Comparison of clinical characteristics among patients with progressive supranuclear palsy (PSP), Parkinson variant of multiple system atrophy (MSA-P), or Parkinson’s disease (PD) and healthy controls
*p < 0.0001 versus HC. †p < 0.01; ††p < 0.001; †††p < 0.0001 versus PD. ∫p < 0.01 versus PSP. IQR, interquartile range; NA, not applicable; MMSE, Mini-Mental State Examination; UPDRS, Unified Parkinson’s Disease Rating Scale.
Group analysis, PSP (Fig. 1)

Neurodegenerative pattern of progressive supranulcear palsy (PSP) assessed by multimodal MRI. The images represent the regions that showed significant higher mean diffusivity (a), lower fractional anisotropy (b), increased R2* values (c), decreased grey and white matter (d, e), respectively, in PSP patients. Differences in the comparison with healthy controls (HCs), Parkinson’s disease (PD) and Parkinson variant of multiple system atrophy (MSA-P) are shown in blue, light blue, pink, respectively. Likewise, regions which showed significant differences in PSP patients compared both with HCs and with PD, both HCs and MSA-P and both PD and MSA-P are labeled in green, red and yellow, respectively. Regions in white had significantly different values in PSP relative to all other groups. HC, healthy controls; MSA-P, Parkinson variant of multiple system atrophy; PD, Parkinson’s disease; PSP, progressive supranuclear palsy.

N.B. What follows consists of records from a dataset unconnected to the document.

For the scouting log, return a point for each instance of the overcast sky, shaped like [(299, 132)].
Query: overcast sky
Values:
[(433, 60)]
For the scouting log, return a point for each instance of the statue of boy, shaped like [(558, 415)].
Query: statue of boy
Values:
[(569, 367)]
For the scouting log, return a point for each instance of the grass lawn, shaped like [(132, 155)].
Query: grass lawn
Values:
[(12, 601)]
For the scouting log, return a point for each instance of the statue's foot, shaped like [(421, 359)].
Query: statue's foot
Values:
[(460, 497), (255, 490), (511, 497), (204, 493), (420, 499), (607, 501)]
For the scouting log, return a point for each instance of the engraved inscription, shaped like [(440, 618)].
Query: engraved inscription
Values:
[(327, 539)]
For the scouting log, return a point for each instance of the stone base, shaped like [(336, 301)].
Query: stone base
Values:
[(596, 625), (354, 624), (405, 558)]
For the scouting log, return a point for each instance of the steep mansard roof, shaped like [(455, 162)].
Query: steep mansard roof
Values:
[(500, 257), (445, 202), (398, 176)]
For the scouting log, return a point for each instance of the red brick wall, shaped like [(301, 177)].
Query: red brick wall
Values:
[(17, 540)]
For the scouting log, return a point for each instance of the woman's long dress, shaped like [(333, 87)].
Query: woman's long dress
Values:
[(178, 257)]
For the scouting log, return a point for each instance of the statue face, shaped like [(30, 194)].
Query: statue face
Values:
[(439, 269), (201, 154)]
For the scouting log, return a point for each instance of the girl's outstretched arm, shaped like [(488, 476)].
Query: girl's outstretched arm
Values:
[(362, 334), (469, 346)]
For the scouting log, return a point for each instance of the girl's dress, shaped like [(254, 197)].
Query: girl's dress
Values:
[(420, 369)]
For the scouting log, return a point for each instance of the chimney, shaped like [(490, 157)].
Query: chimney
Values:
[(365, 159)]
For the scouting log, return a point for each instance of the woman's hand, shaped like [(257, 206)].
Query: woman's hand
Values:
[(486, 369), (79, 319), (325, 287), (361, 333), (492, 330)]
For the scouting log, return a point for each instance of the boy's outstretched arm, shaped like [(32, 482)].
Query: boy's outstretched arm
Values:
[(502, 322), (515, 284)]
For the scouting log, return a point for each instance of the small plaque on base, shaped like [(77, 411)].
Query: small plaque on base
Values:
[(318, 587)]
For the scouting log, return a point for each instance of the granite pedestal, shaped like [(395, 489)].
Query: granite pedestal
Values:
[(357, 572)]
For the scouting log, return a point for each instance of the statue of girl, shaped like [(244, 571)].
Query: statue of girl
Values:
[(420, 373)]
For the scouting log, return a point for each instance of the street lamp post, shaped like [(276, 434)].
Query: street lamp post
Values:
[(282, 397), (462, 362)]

Compared to the MSA-P, PD and the HC groups, the PSP group showed significantly increased MD values in the midbrain extending bilaterally into the ventrolateral thalamus, the superior cerebellar peduncles (SCPs), the trunk of the corpus callosum, the adjacent cingulum and the right globus pallidus as well as significant FA decreases in the corpus callosum. Significantly increased MD values in the frontal white matter (WM), left pallidum and right putamen, and reduced FA values bilaterally in the SCP and the frontal WM were found when comparing the PSP group to the PD and HC groups (Supplementary Tables 1 and 2).
In the PSP group R2* values were significantly increased bilaterally in the substantia nigra and red nucleus compared to the HC group as well as in the bilateral pallidum and the right putamen compared to the PD and HC groups. The PSP group also showed significantly higher R2* values in the occipital lobe when compared to the HC group (Supplementary Table 3).

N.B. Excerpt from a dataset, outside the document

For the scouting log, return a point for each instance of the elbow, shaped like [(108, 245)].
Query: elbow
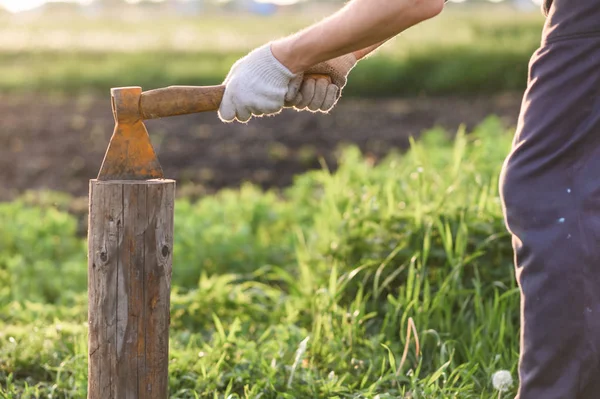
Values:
[(412, 12)]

Grey matter (GM) volume was significantly decreased bilaterally in the caudate nucleus and putamen compared to the PD and HC groups and there were significant WM reductions in the midbrain, the SCP, the bilateral thalamus, the trunk of the corpus callosum and the adjacent cingulum as well as the frontal WM compared to the MSA-P, PD and the HC groups. In addition, WM volume was significantly decreased in the dorsal area of the pons compared to the PD and HC (Supplementary Tables 4 and 5).

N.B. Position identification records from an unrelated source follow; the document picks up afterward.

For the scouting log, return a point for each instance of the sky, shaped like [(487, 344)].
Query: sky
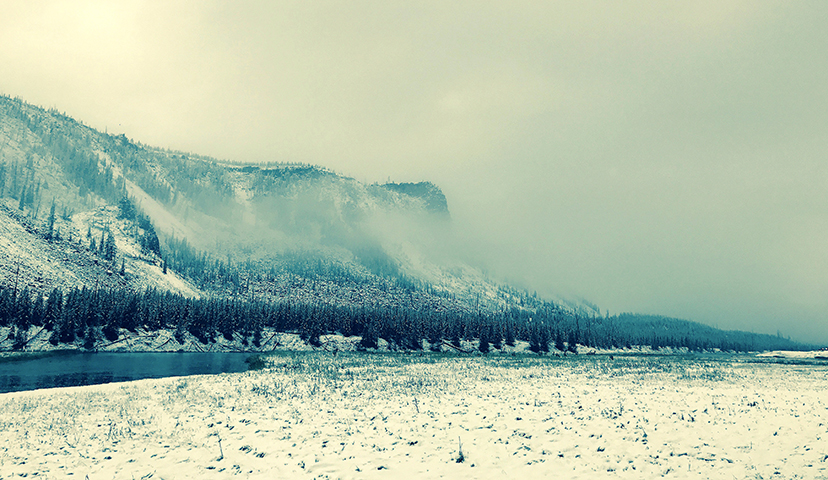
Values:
[(652, 157)]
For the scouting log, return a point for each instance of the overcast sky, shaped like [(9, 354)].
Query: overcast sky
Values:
[(657, 157)]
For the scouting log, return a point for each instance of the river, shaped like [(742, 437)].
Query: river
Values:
[(74, 369)]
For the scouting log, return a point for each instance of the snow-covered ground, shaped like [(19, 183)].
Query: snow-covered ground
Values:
[(352, 415)]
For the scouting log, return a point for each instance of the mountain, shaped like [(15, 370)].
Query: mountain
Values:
[(83, 209)]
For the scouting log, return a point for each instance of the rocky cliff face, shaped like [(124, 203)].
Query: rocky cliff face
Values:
[(272, 230)]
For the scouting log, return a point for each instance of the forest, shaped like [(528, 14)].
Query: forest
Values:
[(58, 165), (89, 315)]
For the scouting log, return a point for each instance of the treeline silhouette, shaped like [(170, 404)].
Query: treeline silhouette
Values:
[(89, 315)]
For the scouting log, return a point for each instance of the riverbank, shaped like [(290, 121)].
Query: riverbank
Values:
[(165, 341), (351, 415)]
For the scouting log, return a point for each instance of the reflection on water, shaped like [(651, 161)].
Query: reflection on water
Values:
[(74, 369)]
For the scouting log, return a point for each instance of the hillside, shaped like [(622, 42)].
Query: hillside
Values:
[(309, 249)]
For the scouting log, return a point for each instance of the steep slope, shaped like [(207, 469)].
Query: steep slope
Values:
[(139, 237), (275, 226)]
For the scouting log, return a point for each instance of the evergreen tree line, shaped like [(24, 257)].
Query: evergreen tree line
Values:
[(89, 315)]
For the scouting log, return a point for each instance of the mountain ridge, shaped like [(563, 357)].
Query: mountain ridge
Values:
[(318, 250)]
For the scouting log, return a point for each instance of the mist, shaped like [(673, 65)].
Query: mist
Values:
[(650, 157)]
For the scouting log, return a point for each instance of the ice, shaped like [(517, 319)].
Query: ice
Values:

Group analysis, MSA-P (Fig. 2)

Neurodegenerative pattern in Parkinson variant of multiple system atrophy (MSA-P) assessed by multimodal MRI. The images represent the regions that showed significant higher mean diffusivity (a), lower fractional anisotropy (b), increased R2* values (c), decreased grey and white matter (d, e), respectively, in MSA-P patients. Differences in the comparison with healthy controls (HCs), Parkinson’s disease (PD) and progressive supranuclear palsy (PSP) are shown in blue, light blue, pink, respectively. Likewise, regions which showed significant differences in MSA-P patients compared both with HCs and with PD, both HCs and PSP and both PD and PSP are labeled in green, red and yellow, respectively. Regions in white had significantly different values in MSA-P relative to all other groups. HC, healthy controls; MSA-P, Parkinson variant of multiple system atrophy; PD, Parkinson’s disease; PSP, progressive supranuclear palsy.
Compared to the PD and HC groups, the MSA-P group showed significantly increased MD values in the putamen bilaterally, the pons extending to the bilateral middle cerebellar peduncles (MCPs) and cerebellar WM as well as significantly decreased FA values in the pons, both MCPs and cerebellar WM (Supplementary Tables 1 and 2).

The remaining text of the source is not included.